U is for uplands. At the risk of seeming a little contrary, given what I’ve written above, I still admit that my heart lies with mountains. I can live – and happily, too – in the lowlands, but give me a taste of northern moors and hills and I’m refreshed again. Apart from Northumberland, I love the Lakes, the Scottish highlands, Dartmoor and Ireland. I’m sure I’d love Wales too, if I ever get there. “Up the airy mountain, down the rushy glen” – that’s me on my perfect holiday.

F is for food. I used to be secretly proud of my inability to cook, or to care much about food at all, given that I thought I was a terribly important career girl who existed on diet coke, red wine and restaurant meals. Me and the kitchen eyed each other with suspicion. Then I had children, and realised I wanted to nurture them. What they – and we – put into our bodies suddenly gained the importance it should have had long ago. I can’t say I pureed organic food exclusively, or that I am even now a slave to the Aga. But I try, and I enjoy it, and food has become central to the rituals that we as a family love. The kitchen table is used for chatting, for homework, for drawing, and for arguing, as well as for eating. Please don’t get me wrong – we’re not the Waltons (though I always quite fancied that house). We’re far more like the Simpsons (especially when it comes to Doughnuts). But, just to jump on a passing bandwagon, we do grow a lot of our own food, and we all have a go at cooking it, and plan our meals for big occasions with huge relish. I hope it makes my children healthier then me. And just as greedy.

Another F – this time for family. Not just my husband and children, but the wider lot – and particularly those no longer with us. I’m lucky in that I have always loved the company of my parents and sister and cousins etc. But like most people, and as is entirely natural, I was quite happy to form my own ‘new’ family from friends in my teens and twenties. My closest friends are still hugely important to me. But as I’ve got older, I’ve found that you really can’t escape your family. They turn up in your children, in the expressions that come out of my mouth, and probably the expressions on my face. They’re always there, in the background, the ones in the sepia photographs, and the ones still at the other end of a phone. After all, I wouldn’t be here if it wasn’t for them.

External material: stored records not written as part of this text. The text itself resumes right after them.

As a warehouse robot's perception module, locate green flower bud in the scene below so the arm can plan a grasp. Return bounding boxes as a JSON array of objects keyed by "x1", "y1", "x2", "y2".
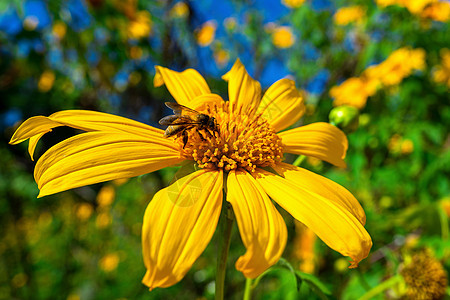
[{"x1": 328, "y1": 105, "x2": 359, "y2": 132}]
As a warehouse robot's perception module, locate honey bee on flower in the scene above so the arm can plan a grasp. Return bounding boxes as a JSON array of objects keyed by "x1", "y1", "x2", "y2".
[{"x1": 10, "y1": 60, "x2": 372, "y2": 289}]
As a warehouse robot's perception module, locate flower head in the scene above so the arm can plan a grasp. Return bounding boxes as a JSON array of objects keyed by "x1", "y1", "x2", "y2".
[
  {"x1": 11, "y1": 60, "x2": 372, "y2": 289},
  {"x1": 400, "y1": 250, "x2": 448, "y2": 299}
]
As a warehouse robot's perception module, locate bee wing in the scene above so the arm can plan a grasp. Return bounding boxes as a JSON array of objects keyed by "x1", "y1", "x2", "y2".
[
  {"x1": 159, "y1": 115, "x2": 200, "y2": 126},
  {"x1": 159, "y1": 115, "x2": 180, "y2": 126},
  {"x1": 165, "y1": 102, "x2": 199, "y2": 115}
]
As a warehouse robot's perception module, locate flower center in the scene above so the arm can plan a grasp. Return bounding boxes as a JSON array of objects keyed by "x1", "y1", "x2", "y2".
[{"x1": 175, "y1": 101, "x2": 283, "y2": 172}]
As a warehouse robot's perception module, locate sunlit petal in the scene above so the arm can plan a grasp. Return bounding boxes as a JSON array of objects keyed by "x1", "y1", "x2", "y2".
[
  {"x1": 222, "y1": 59, "x2": 261, "y2": 115},
  {"x1": 278, "y1": 122, "x2": 348, "y2": 168},
  {"x1": 34, "y1": 131, "x2": 183, "y2": 197},
  {"x1": 273, "y1": 163, "x2": 366, "y2": 225},
  {"x1": 153, "y1": 66, "x2": 211, "y2": 106},
  {"x1": 258, "y1": 78, "x2": 305, "y2": 132},
  {"x1": 9, "y1": 110, "x2": 164, "y2": 159},
  {"x1": 142, "y1": 170, "x2": 223, "y2": 289},
  {"x1": 252, "y1": 169, "x2": 372, "y2": 267},
  {"x1": 227, "y1": 171, "x2": 287, "y2": 278},
  {"x1": 188, "y1": 94, "x2": 224, "y2": 112}
]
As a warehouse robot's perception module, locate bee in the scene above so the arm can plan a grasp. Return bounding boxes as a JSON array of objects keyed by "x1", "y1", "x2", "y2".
[{"x1": 159, "y1": 102, "x2": 218, "y2": 149}]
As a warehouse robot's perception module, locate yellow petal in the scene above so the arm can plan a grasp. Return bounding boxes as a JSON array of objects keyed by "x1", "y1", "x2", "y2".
[
  {"x1": 222, "y1": 59, "x2": 261, "y2": 115},
  {"x1": 258, "y1": 78, "x2": 305, "y2": 132},
  {"x1": 34, "y1": 131, "x2": 183, "y2": 197},
  {"x1": 153, "y1": 66, "x2": 211, "y2": 106},
  {"x1": 9, "y1": 110, "x2": 165, "y2": 159},
  {"x1": 273, "y1": 163, "x2": 366, "y2": 225},
  {"x1": 188, "y1": 94, "x2": 224, "y2": 112},
  {"x1": 142, "y1": 169, "x2": 223, "y2": 290},
  {"x1": 278, "y1": 122, "x2": 348, "y2": 168},
  {"x1": 9, "y1": 116, "x2": 63, "y2": 145},
  {"x1": 227, "y1": 171, "x2": 287, "y2": 278},
  {"x1": 252, "y1": 169, "x2": 372, "y2": 267}
]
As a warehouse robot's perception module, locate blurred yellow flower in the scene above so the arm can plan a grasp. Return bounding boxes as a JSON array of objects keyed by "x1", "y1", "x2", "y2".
[
  {"x1": 76, "y1": 203, "x2": 94, "y2": 221},
  {"x1": 398, "y1": 0, "x2": 437, "y2": 15},
  {"x1": 281, "y1": 0, "x2": 306, "y2": 8},
  {"x1": 400, "y1": 139, "x2": 414, "y2": 154},
  {"x1": 440, "y1": 196, "x2": 450, "y2": 217},
  {"x1": 223, "y1": 17, "x2": 237, "y2": 31},
  {"x1": 38, "y1": 70, "x2": 55, "y2": 93},
  {"x1": 433, "y1": 48, "x2": 450, "y2": 88},
  {"x1": 130, "y1": 46, "x2": 144, "y2": 59},
  {"x1": 170, "y1": 1, "x2": 189, "y2": 18},
  {"x1": 400, "y1": 251, "x2": 448, "y2": 299},
  {"x1": 195, "y1": 21, "x2": 217, "y2": 47},
  {"x1": 334, "y1": 5, "x2": 366, "y2": 25},
  {"x1": 52, "y1": 21, "x2": 67, "y2": 40},
  {"x1": 377, "y1": 0, "x2": 450, "y2": 22},
  {"x1": 272, "y1": 26, "x2": 295, "y2": 49},
  {"x1": 421, "y1": 1, "x2": 450, "y2": 22},
  {"x1": 22, "y1": 15, "x2": 39, "y2": 31},
  {"x1": 10, "y1": 60, "x2": 372, "y2": 289},
  {"x1": 128, "y1": 10, "x2": 153, "y2": 40},
  {"x1": 98, "y1": 253, "x2": 120, "y2": 272},
  {"x1": 66, "y1": 294, "x2": 81, "y2": 300},
  {"x1": 95, "y1": 211, "x2": 112, "y2": 228},
  {"x1": 330, "y1": 77, "x2": 378, "y2": 109},
  {"x1": 97, "y1": 185, "x2": 116, "y2": 208},
  {"x1": 363, "y1": 47, "x2": 425, "y2": 86},
  {"x1": 214, "y1": 49, "x2": 230, "y2": 67}
]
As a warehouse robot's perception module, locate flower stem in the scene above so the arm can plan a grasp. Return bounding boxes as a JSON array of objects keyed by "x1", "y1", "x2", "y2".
[
  {"x1": 359, "y1": 275, "x2": 403, "y2": 300},
  {"x1": 215, "y1": 202, "x2": 234, "y2": 300},
  {"x1": 244, "y1": 278, "x2": 253, "y2": 300}
]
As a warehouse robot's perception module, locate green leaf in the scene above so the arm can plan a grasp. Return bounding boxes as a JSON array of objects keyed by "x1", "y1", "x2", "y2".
[
  {"x1": 274, "y1": 257, "x2": 302, "y2": 291},
  {"x1": 295, "y1": 271, "x2": 331, "y2": 299}
]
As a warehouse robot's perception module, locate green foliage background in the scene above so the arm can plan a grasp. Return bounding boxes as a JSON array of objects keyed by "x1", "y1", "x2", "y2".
[{"x1": 0, "y1": 0, "x2": 450, "y2": 300}]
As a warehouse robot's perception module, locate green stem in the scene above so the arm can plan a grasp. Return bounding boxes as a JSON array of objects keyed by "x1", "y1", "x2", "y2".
[
  {"x1": 215, "y1": 203, "x2": 234, "y2": 300},
  {"x1": 244, "y1": 278, "x2": 253, "y2": 300}
]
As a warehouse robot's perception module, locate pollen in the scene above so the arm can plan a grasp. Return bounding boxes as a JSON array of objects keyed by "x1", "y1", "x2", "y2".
[{"x1": 175, "y1": 102, "x2": 283, "y2": 172}]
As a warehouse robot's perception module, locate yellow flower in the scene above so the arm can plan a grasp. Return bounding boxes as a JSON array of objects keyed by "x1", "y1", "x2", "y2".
[
  {"x1": 400, "y1": 0, "x2": 437, "y2": 15},
  {"x1": 281, "y1": 0, "x2": 306, "y2": 8},
  {"x1": 363, "y1": 47, "x2": 425, "y2": 86},
  {"x1": 98, "y1": 253, "x2": 120, "y2": 272},
  {"x1": 128, "y1": 11, "x2": 153, "y2": 39},
  {"x1": 170, "y1": 1, "x2": 189, "y2": 18},
  {"x1": 38, "y1": 71, "x2": 55, "y2": 93},
  {"x1": 330, "y1": 77, "x2": 378, "y2": 109},
  {"x1": 294, "y1": 222, "x2": 316, "y2": 274},
  {"x1": 223, "y1": 17, "x2": 237, "y2": 31},
  {"x1": 52, "y1": 21, "x2": 67, "y2": 40},
  {"x1": 10, "y1": 60, "x2": 372, "y2": 289},
  {"x1": 76, "y1": 203, "x2": 94, "y2": 221},
  {"x1": 195, "y1": 21, "x2": 217, "y2": 47},
  {"x1": 334, "y1": 5, "x2": 366, "y2": 25},
  {"x1": 400, "y1": 250, "x2": 448, "y2": 299},
  {"x1": 421, "y1": 1, "x2": 450, "y2": 22},
  {"x1": 97, "y1": 185, "x2": 116, "y2": 208},
  {"x1": 214, "y1": 49, "x2": 230, "y2": 67},
  {"x1": 433, "y1": 49, "x2": 450, "y2": 87},
  {"x1": 272, "y1": 26, "x2": 295, "y2": 49}
]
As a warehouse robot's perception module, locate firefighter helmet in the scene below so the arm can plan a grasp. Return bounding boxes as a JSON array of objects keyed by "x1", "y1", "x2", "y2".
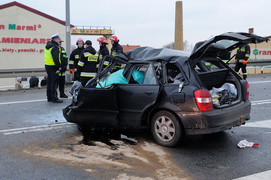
[
  {"x1": 97, "y1": 37, "x2": 107, "y2": 44},
  {"x1": 76, "y1": 38, "x2": 84, "y2": 45},
  {"x1": 110, "y1": 36, "x2": 120, "y2": 42}
]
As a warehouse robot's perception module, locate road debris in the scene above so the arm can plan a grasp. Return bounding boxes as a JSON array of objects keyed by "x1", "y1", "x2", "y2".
[
  {"x1": 120, "y1": 134, "x2": 137, "y2": 143},
  {"x1": 237, "y1": 139, "x2": 259, "y2": 148}
]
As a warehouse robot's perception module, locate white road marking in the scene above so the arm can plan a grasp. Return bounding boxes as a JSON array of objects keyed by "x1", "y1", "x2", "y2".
[
  {"x1": 0, "y1": 97, "x2": 71, "y2": 105},
  {"x1": 243, "y1": 119, "x2": 271, "y2": 129},
  {"x1": 251, "y1": 99, "x2": 271, "y2": 106},
  {"x1": 234, "y1": 170, "x2": 271, "y2": 180},
  {"x1": 0, "y1": 99, "x2": 47, "y2": 105},
  {"x1": 0, "y1": 123, "x2": 75, "y2": 135},
  {"x1": 251, "y1": 81, "x2": 271, "y2": 84}
]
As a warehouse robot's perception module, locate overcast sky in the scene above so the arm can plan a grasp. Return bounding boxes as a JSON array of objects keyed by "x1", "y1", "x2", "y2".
[{"x1": 0, "y1": 0, "x2": 271, "y2": 48}]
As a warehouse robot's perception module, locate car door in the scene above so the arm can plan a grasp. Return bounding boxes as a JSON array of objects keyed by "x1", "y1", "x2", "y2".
[
  {"x1": 117, "y1": 63, "x2": 159, "y2": 128},
  {"x1": 76, "y1": 86, "x2": 118, "y2": 126},
  {"x1": 189, "y1": 32, "x2": 269, "y2": 67}
]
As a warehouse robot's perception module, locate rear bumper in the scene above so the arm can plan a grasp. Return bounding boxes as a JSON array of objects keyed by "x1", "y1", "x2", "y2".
[{"x1": 179, "y1": 101, "x2": 251, "y2": 135}]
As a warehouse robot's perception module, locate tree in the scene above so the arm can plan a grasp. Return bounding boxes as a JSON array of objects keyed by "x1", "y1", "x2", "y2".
[{"x1": 163, "y1": 40, "x2": 194, "y2": 52}]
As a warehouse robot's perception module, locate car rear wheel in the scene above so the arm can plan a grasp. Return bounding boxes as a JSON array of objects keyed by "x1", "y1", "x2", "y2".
[{"x1": 151, "y1": 111, "x2": 182, "y2": 147}]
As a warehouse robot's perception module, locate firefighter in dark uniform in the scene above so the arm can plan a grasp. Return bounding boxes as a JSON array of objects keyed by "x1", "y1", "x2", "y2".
[
  {"x1": 69, "y1": 38, "x2": 84, "y2": 81},
  {"x1": 110, "y1": 36, "x2": 123, "y2": 56},
  {"x1": 110, "y1": 36, "x2": 123, "y2": 71},
  {"x1": 78, "y1": 40, "x2": 99, "y2": 86},
  {"x1": 97, "y1": 37, "x2": 109, "y2": 67},
  {"x1": 44, "y1": 33, "x2": 63, "y2": 103},
  {"x1": 58, "y1": 40, "x2": 68, "y2": 98},
  {"x1": 234, "y1": 44, "x2": 250, "y2": 79}
]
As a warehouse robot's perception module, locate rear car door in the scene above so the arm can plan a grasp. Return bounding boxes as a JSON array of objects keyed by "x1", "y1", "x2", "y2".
[
  {"x1": 117, "y1": 62, "x2": 160, "y2": 128},
  {"x1": 189, "y1": 32, "x2": 269, "y2": 67}
]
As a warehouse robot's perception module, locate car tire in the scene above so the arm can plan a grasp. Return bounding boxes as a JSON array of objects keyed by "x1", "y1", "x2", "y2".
[{"x1": 151, "y1": 111, "x2": 183, "y2": 147}]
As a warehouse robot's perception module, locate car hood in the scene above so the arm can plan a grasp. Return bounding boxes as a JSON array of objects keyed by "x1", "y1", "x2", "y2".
[{"x1": 189, "y1": 32, "x2": 269, "y2": 65}]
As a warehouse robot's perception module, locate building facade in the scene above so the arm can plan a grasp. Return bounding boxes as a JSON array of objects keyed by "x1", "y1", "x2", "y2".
[{"x1": 0, "y1": 1, "x2": 69, "y2": 89}]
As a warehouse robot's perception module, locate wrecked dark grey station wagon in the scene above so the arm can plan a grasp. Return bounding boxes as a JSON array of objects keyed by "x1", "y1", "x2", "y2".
[{"x1": 63, "y1": 33, "x2": 267, "y2": 146}]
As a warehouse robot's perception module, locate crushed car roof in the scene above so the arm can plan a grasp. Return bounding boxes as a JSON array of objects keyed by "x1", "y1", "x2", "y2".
[{"x1": 125, "y1": 47, "x2": 190, "y2": 61}]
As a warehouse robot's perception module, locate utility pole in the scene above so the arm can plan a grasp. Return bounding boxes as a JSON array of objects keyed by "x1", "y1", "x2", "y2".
[
  {"x1": 174, "y1": 1, "x2": 183, "y2": 50},
  {"x1": 66, "y1": 0, "x2": 71, "y2": 56}
]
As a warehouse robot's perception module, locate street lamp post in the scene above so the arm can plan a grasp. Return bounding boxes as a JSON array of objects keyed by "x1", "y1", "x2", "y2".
[{"x1": 66, "y1": 0, "x2": 71, "y2": 56}]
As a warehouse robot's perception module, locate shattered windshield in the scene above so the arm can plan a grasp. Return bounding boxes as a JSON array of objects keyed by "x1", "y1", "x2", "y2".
[{"x1": 212, "y1": 39, "x2": 238, "y2": 49}]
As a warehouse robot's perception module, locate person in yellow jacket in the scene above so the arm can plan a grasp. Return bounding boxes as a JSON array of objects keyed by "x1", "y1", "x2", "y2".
[
  {"x1": 58, "y1": 40, "x2": 68, "y2": 98},
  {"x1": 44, "y1": 33, "x2": 63, "y2": 103}
]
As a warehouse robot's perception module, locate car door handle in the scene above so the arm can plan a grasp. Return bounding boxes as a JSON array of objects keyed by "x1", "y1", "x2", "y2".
[{"x1": 145, "y1": 91, "x2": 153, "y2": 96}]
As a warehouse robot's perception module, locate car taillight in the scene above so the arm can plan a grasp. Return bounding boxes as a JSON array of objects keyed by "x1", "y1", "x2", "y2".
[
  {"x1": 246, "y1": 82, "x2": 249, "y2": 100},
  {"x1": 194, "y1": 89, "x2": 213, "y2": 111}
]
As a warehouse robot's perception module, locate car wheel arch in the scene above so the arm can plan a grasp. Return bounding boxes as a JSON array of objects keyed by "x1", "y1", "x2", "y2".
[{"x1": 147, "y1": 107, "x2": 184, "y2": 129}]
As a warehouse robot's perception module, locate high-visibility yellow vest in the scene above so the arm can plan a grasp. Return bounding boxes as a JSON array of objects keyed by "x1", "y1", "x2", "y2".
[{"x1": 44, "y1": 47, "x2": 61, "y2": 66}]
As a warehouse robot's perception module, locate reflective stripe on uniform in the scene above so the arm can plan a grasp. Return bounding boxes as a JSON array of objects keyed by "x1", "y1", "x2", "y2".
[
  {"x1": 85, "y1": 54, "x2": 98, "y2": 62},
  {"x1": 69, "y1": 60, "x2": 74, "y2": 64},
  {"x1": 84, "y1": 52, "x2": 90, "y2": 57},
  {"x1": 44, "y1": 47, "x2": 55, "y2": 66},
  {"x1": 78, "y1": 61, "x2": 85, "y2": 66},
  {"x1": 44, "y1": 47, "x2": 61, "y2": 66},
  {"x1": 80, "y1": 72, "x2": 96, "y2": 77},
  {"x1": 104, "y1": 61, "x2": 109, "y2": 66}
]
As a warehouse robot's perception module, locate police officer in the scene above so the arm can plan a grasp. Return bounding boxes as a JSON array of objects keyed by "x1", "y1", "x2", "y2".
[
  {"x1": 110, "y1": 36, "x2": 123, "y2": 71},
  {"x1": 69, "y1": 38, "x2": 84, "y2": 81},
  {"x1": 110, "y1": 36, "x2": 123, "y2": 56},
  {"x1": 58, "y1": 40, "x2": 68, "y2": 98},
  {"x1": 44, "y1": 33, "x2": 63, "y2": 103},
  {"x1": 234, "y1": 44, "x2": 250, "y2": 79},
  {"x1": 78, "y1": 40, "x2": 98, "y2": 86},
  {"x1": 97, "y1": 37, "x2": 109, "y2": 66}
]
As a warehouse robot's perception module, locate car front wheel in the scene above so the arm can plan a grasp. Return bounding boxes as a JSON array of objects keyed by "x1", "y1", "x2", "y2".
[{"x1": 151, "y1": 111, "x2": 182, "y2": 147}]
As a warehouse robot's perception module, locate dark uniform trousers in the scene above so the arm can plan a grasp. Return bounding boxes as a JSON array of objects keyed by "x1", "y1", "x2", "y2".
[
  {"x1": 45, "y1": 65, "x2": 59, "y2": 101},
  {"x1": 58, "y1": 73, "x2": 66, "y2": 96}
]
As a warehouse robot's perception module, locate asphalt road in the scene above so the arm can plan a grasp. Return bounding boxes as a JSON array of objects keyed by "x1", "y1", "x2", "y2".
[{"x1": 0, "y1": 75, "x2": 271, "y2": 180}]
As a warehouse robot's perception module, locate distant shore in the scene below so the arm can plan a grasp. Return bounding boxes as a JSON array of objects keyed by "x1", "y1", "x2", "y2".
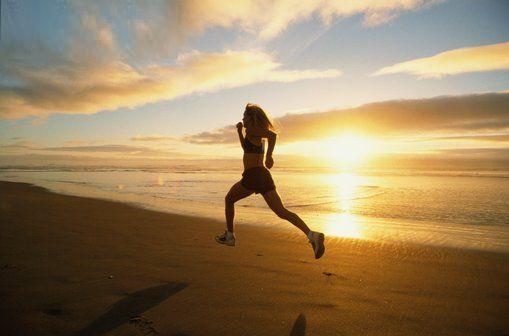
[{"x1": 0, "y1": 182, "x2": 509, "y2": 335}]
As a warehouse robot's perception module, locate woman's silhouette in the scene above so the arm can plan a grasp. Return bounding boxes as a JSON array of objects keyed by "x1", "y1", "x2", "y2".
[{"x1": 216, "y1": 104, "x2": 325, "y2": 259}]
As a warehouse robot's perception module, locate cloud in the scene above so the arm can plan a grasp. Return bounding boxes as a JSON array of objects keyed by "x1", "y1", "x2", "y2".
[
  {"x1": 372, "y1": 42, "x2": 509, "y2": 78},
  {"x1": 131, "y1": 134, "x2": 176, "y2": 142},
  {"x1": 0, "y1": 51, "x2": 341, "y2": 119},
  {"x1": 39, "y1": 145, "x2": 169, "y2": 155},
  {"x1": 183, "y1": 93, "x2": 509, "y2": 144},
  {"x1": 175, "y1": 0, "x2": 438, "y2": 39},
  {"x1": 421, "y1": 134, "x2": 509, "y2": 142}
]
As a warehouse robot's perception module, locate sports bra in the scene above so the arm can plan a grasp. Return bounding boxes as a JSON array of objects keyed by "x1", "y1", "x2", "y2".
[{"x1": 242, "y1": 136, "x2": 265, "y2": 154}]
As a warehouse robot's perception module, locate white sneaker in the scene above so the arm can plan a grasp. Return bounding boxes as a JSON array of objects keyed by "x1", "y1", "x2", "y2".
[
  {"x1": 308, "y1": 231, "x2": 325, "y2": 259},
  {"x1": 216, "y1": 230, "x2": 235, "y2": 246}
]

O is for Oak. It’s hard to choose my favourite tree – I love so many, and for so many different reasons. Beeches and willows and rowans and birches and maples leap into my mind, and there is the most beautiful ash tree that I can see swaying in the wind as I write. But I’ll settle for oaks – I am English, after all – on the basis that I live in a timber framed house, made mostly of oak. So I feel extra protected by this most protective and paternal of trees, and marvel daily at the huge thick timbers all around me that creak and shift in a high wind.

L is for Lad’s Love, the old name for the herb Southernwood. My fingers were hesitating over the keyboard, not sure whether this was a bit heavy, a bit maudlin, for a blog post, but I can see its feathery leaves from where I’m sitting, and it won’t leave my mind. For there was someone once who meant the world to me, and who died when he was little more than a lad, and although as far as I can recall he couldn’t tell a herb from a lettuce leaf, I think of him when I see this tall, gentle, beautiful plant, and remember its old name.

K – A hard one this. Kite, kettle, kitten? My daughter, whose name begins with a K? But if I choose her, then what about my boy, who’s initial isn’t in my cybername? Anyway, I’m sure I’ll get them in somewhere. So having talked about old loves, I’ll move onto current loves, and K is for Kent, where my husband comes from. The word brings to mind the North Downs, and apple orchards, and weatherboarded houses, and market gardens and blossom. And of course my husband, who is apparently a Man of Kent, rather than a Kentish man. It matters. It also stands for Kelpie, the old name for a water sprite, because our cottage is bounded by a stream, and even this little, insignificant stretch of water weaves its very own magic.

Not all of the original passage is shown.